La commission a reconnu que depuis 2021, l'Afghanistan a été plongé dans une crise humanitaire et des droits de l'homme sans précédent, aggravée par les décisions prises par les autorités de facto et par leur isolement. En Europe, les taux de reconnaissance des Afghans varient considérablement. De nombreux Afghans sont confrontés à des expulsions et à des refoulements ou sont laissés dans l'incertitude administrative.

Selon la commission, l'enregistrement systématique des Afghans en Europe « devrait être considéré comme une priorité » afin de les protéger, de leur offrir des perspectives d'intégration durables et de permettre le regroupement familial à travers l'Europe. Les parlementaires ont donc appelé à développer « une assistance spécifique et des programmes humanitaires de réinstallation pour les femmes et les filles victimes ou à risque de violence ». Ils ont également souligné la nécessité d'apporter un soutien matériel aux États d'accueil afin de protéger les Afghans et de lutter contre le sentiment d'hostilité à l'égard des réfugiés « en apportant un soutien concret aux pays d'accueil », y compris en Europe.
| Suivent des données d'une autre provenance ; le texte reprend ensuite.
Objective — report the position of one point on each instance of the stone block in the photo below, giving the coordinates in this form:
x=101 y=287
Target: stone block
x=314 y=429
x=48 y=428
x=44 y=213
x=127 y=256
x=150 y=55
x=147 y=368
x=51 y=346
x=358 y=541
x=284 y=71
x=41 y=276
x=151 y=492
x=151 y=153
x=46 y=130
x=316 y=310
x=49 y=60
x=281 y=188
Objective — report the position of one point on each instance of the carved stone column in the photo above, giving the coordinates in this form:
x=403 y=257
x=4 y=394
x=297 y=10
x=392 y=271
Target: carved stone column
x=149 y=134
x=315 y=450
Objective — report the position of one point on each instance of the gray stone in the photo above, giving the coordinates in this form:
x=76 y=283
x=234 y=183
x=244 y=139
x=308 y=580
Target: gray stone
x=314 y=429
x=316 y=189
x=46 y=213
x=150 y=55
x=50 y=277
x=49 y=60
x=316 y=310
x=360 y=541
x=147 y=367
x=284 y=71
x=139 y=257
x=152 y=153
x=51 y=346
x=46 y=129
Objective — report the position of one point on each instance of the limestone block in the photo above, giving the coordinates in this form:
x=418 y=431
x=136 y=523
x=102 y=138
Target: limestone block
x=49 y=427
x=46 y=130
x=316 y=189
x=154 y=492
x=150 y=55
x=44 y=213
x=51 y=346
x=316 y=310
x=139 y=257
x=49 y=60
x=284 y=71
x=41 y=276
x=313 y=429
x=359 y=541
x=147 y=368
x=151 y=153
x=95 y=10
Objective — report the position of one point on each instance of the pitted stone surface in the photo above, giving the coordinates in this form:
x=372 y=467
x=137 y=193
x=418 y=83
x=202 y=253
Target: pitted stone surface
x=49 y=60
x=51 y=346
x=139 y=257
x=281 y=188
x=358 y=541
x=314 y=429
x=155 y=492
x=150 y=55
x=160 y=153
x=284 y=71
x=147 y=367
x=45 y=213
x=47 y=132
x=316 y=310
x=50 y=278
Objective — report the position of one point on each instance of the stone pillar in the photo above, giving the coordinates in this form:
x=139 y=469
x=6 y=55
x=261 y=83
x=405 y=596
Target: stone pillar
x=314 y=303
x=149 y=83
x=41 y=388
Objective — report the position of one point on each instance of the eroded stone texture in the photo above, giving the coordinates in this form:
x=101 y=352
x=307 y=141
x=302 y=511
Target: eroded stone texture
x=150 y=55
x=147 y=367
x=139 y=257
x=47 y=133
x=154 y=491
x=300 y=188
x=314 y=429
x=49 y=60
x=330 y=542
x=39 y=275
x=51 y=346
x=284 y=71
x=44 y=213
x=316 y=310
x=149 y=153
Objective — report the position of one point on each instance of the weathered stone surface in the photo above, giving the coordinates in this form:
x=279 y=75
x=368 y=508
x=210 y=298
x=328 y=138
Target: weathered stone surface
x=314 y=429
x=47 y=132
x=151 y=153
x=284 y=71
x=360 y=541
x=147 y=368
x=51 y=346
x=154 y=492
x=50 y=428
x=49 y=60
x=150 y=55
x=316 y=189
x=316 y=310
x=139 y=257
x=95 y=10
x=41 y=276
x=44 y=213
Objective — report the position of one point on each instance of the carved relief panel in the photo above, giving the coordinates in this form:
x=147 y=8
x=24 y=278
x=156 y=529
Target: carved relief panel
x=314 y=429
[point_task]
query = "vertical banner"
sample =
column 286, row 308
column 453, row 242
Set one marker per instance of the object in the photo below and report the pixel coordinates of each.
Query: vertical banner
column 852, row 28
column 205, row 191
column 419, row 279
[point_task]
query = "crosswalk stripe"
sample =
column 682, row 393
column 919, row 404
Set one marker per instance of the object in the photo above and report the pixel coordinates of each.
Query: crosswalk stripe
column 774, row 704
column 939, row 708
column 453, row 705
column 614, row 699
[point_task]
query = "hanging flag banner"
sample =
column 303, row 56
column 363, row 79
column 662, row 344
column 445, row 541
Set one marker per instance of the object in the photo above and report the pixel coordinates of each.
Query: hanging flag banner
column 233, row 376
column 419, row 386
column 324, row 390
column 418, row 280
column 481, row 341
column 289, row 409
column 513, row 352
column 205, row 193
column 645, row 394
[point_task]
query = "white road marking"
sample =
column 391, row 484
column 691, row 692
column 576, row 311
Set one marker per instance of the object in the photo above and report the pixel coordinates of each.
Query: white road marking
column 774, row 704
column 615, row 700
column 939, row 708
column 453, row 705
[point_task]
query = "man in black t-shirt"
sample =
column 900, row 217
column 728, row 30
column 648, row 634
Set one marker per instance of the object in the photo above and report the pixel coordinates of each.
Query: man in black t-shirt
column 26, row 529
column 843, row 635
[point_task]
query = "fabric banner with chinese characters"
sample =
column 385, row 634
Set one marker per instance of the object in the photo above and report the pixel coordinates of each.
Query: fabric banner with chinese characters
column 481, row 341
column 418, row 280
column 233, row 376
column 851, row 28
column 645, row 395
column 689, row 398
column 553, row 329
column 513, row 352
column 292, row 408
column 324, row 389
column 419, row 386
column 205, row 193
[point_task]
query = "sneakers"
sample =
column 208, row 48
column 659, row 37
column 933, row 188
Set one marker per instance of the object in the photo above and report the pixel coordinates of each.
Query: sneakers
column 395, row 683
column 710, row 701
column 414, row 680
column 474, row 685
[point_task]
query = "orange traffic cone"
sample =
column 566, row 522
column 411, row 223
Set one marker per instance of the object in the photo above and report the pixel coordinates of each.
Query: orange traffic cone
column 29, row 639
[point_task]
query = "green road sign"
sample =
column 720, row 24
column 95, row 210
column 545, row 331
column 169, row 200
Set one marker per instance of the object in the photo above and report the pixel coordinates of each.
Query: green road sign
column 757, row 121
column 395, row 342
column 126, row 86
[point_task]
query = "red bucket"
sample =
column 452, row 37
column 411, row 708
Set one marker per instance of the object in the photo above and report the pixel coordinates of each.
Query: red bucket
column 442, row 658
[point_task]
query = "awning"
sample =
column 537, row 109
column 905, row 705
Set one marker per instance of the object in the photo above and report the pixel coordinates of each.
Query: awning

Les programmes et instruments du Conseil de l'Europe, par le biais du financement de la Banque européenne de développement, ou la participation au Passeport européen de qualification pour les réfugiés sont rappelés comme des outils disponibles pour matérialiser cette solidarité.

La commission a également proposé de rationaliser le traitement des visas dans les ambassades européennes en Iran et au Pakistan, en se concentrant sur les femmes et les jeunes filles afghanes, ainsi que sur les personnes figurant sur les listes de personnes recherchées. Les membres ont convenu que « le fait d’isoler l’Afghanistan de la communauté internationale ne pourra que nuire à la population » et ont plaidé en faveur d'un dialogue avec toutes les parties prenantes politiques en Afghanistan, y compris les autorités de facto, afin d'explorer les moyens pour les États membres de reprendre les services consulaires à Kaboul.

Le rapport doit être débattu par l'Assemblée le vendredi 13 octobre lors de sa session plénière d'automne.